On Monday, Russian warplanes targeted locations where ISIS fighters are holed up in the Badia, and carried out 8 strikes at the (Aleppo – Hama – Raqqa) triangle and the administrative borders between Raqqa and Deir ez-Zor, without receiving information about losses.
During the past 48 hours, it carried out 28 air strikes, targeting ISIS positions in which it is entrenched in the Badia of Rusafa in Raqqa and Athria in Hama countryside, according to the Syrian Observatory for Human Rights, which indicated that the Russian raids reached more than 674 raids in the Badia since the beginning of January. .
The director of the observatory, Rami Abdel Rahman, told Sky News Arabia that Russia launched more than 12,000 raids on the Badia in 2021, killing more than 500 ISIS militants.
On the reason for the terrorist organization’s entrenchment in the Badia, Abdel Rahman said, “It is a difficult geographical area and a vast desert that constitutes about half of the Syrian territory, and therefore ISIS hides in it in the form of cells and small groups that carry out attacks on the regime forces or the armed militias loyal to it in the desert.”
The director of the observatory denied that ISIS ended its existence in 2019 (the year in which its defeat in Syria was announced), saying that what happened was the end of its control over populated areas, while it is still continuing its operations in large areas.
Concerning the geography of the Badia, the Syrian Kurdish journalist Zana Omar told Sky News Arabia that it is characterized by a difficult geography and almost devoid of residents, and its terrain helps ISIS to cover itself with camouflage and launch rapid attacks on the Syrian army’s transiting points and buses in those areas.
The desert extends between the eastern countryside of Hama and Homs to the Iraqi border, and from the countryside of Deir ez-Zor and Raqqa in northern Syria to the Jordanian-Syrian border, and its area is more than 75,000 square kilometers out of Syria’s area of about 185,000 km, and it is open to the Iraqi desert in which the cells of the organization are located. thickly, depending on age.
Omar estimates the death toll from March 24, 2019 until mid-January 2021, at 1,636 dead from the Syrian army or its militias of Syrian and non-Syrian nationalities, including at least 3 Russians, and 163 militias affiliated with Iran, who were killed in ISIS bombings and ambushes.

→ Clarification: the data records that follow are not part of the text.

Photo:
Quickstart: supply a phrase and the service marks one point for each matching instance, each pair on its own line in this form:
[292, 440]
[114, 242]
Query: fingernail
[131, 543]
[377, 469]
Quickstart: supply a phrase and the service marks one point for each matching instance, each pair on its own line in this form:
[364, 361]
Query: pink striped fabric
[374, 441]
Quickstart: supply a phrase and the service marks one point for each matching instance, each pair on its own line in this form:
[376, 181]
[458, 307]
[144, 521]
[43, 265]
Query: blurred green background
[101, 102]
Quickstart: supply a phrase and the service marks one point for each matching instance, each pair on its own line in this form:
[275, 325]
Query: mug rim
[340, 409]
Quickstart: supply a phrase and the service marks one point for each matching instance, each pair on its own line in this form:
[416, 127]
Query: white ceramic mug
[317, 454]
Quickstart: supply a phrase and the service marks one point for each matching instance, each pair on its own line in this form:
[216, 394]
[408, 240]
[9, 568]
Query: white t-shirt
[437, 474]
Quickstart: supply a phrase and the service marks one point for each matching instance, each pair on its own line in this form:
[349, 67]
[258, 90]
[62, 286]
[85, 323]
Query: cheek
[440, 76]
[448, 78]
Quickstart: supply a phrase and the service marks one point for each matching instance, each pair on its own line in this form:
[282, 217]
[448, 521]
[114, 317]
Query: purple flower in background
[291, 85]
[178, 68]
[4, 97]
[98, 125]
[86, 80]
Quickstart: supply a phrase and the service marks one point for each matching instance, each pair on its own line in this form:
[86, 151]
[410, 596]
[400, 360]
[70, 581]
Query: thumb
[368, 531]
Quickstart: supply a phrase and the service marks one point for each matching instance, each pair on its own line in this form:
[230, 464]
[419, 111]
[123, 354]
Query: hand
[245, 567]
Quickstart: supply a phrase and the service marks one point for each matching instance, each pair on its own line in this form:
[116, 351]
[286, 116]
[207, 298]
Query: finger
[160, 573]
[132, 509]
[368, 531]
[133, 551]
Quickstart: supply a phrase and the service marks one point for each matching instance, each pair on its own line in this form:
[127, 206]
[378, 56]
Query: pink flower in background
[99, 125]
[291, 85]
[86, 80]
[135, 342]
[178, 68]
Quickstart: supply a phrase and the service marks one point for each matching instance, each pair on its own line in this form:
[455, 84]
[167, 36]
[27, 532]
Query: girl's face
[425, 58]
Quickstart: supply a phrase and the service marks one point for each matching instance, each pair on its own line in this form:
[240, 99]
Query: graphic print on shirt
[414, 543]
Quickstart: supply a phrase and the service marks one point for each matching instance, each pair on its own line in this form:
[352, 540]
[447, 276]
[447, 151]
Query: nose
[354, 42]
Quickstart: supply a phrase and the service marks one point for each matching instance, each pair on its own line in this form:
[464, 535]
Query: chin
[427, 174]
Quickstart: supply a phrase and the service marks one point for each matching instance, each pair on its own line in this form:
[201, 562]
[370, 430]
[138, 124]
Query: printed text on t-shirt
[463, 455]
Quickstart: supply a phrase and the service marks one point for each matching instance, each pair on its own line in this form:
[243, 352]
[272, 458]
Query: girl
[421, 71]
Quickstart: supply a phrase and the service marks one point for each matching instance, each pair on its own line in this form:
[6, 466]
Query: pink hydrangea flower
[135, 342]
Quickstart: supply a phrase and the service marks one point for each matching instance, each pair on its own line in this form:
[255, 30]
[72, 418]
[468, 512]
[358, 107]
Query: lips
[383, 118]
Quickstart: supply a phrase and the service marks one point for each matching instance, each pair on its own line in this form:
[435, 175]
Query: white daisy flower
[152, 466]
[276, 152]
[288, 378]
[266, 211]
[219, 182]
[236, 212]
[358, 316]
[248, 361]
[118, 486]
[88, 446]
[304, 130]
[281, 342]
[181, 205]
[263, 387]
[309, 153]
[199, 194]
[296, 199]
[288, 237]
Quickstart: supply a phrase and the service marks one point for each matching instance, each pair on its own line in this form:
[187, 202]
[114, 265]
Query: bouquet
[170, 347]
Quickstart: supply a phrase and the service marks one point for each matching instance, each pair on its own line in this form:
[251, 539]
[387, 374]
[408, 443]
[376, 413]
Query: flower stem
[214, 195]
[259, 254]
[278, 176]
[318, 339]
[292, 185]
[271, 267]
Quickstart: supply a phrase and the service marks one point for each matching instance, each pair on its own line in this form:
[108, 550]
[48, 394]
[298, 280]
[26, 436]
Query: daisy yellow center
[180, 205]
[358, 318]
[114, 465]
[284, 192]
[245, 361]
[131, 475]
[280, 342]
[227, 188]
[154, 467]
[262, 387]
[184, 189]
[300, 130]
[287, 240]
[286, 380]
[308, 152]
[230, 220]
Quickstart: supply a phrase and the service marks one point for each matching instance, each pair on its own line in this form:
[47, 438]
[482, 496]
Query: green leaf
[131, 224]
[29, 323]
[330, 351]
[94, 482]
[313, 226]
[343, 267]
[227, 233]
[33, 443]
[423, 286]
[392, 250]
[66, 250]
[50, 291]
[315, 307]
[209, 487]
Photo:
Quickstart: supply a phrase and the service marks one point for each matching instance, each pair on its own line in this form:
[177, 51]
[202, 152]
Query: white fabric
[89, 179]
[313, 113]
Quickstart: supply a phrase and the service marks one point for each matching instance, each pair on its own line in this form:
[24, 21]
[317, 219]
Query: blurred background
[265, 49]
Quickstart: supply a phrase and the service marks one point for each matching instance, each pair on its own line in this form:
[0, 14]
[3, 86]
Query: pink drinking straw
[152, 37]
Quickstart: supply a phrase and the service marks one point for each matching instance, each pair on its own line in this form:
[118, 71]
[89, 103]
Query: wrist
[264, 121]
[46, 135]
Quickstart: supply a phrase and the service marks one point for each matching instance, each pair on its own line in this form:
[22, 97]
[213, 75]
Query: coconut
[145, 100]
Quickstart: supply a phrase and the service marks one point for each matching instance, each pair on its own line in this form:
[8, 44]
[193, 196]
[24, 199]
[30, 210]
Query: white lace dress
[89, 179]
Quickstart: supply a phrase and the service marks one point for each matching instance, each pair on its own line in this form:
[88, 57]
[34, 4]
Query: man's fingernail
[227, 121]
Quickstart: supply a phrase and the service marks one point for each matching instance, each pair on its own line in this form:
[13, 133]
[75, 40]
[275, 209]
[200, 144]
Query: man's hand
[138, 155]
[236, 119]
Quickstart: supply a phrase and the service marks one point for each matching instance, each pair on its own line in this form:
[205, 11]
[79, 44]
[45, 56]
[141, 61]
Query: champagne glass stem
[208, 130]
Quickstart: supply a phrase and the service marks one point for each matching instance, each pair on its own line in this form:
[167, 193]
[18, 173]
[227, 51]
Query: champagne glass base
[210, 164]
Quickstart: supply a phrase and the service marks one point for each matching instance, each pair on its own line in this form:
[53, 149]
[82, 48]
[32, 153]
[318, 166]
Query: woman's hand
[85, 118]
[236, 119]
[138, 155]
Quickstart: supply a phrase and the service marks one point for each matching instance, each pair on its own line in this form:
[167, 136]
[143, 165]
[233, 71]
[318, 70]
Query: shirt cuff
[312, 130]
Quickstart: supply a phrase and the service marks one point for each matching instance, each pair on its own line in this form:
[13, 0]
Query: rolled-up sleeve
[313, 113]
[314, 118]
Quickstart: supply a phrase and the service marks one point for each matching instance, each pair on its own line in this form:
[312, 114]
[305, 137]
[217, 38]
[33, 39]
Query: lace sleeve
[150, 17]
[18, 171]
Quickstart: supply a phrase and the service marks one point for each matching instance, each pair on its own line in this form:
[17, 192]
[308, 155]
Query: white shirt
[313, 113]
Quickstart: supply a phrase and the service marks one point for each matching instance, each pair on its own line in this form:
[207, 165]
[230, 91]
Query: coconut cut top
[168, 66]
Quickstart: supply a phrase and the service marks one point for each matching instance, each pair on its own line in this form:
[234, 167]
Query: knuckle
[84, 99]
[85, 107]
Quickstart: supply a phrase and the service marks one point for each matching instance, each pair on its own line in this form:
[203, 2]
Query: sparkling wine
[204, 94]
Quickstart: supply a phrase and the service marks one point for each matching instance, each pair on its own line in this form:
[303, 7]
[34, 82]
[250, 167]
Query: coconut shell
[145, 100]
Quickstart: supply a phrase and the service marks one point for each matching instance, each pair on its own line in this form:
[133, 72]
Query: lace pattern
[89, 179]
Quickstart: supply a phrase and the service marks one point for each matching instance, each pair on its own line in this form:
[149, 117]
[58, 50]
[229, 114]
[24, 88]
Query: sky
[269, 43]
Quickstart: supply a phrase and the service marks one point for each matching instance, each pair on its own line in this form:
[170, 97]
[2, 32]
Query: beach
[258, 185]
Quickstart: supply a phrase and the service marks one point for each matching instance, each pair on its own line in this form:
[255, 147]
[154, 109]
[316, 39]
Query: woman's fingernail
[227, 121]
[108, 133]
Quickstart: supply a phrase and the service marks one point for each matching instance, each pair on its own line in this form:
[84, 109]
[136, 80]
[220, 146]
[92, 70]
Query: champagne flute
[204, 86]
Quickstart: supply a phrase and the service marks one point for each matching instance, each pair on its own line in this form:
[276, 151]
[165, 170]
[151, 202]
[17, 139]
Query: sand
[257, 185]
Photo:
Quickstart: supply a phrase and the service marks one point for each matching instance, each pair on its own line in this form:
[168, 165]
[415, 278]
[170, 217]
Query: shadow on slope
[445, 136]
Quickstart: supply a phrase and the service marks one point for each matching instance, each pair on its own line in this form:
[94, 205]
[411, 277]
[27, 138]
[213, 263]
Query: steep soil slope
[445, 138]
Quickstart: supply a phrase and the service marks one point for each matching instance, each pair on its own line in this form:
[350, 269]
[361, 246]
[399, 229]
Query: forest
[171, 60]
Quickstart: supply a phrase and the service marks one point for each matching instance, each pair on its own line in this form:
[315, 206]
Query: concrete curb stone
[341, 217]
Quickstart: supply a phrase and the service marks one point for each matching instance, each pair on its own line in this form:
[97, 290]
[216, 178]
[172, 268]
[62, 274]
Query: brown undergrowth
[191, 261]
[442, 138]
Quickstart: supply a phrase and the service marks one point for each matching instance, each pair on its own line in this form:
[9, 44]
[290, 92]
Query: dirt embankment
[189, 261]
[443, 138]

West of the Euphrates, the Badia of Deir ez-Zor, Raqqa, Homs, As-Suwayda, Hama and Aleppo.
Regarding the sources of ISIS’s strength, Omar says that it is “obtaining logistical supplies. The Badia desert forms a supply line for the organization’s cells in the east of the Euphrates (the areas of influence of the Kurdish-majority Syrian Democratic Forces and the International Coalition to Combat Terrorism), especially what is known as the Rusafa desert, which witnessed more From once, the organization’s cells moved from west of the Euphrates to its east.”
Omar pointed out that the presence of ISIS in these areas dates back to a very early stage of the Syrian war, especially when controlling the city of Palmyra in 2015, and at the beginning of the collapse in 2019, when it sent its members and money to the Badia, which he describes as the organization’s financial and human reservoir to support Its activity in the east and west of the Euphrates and Iraq.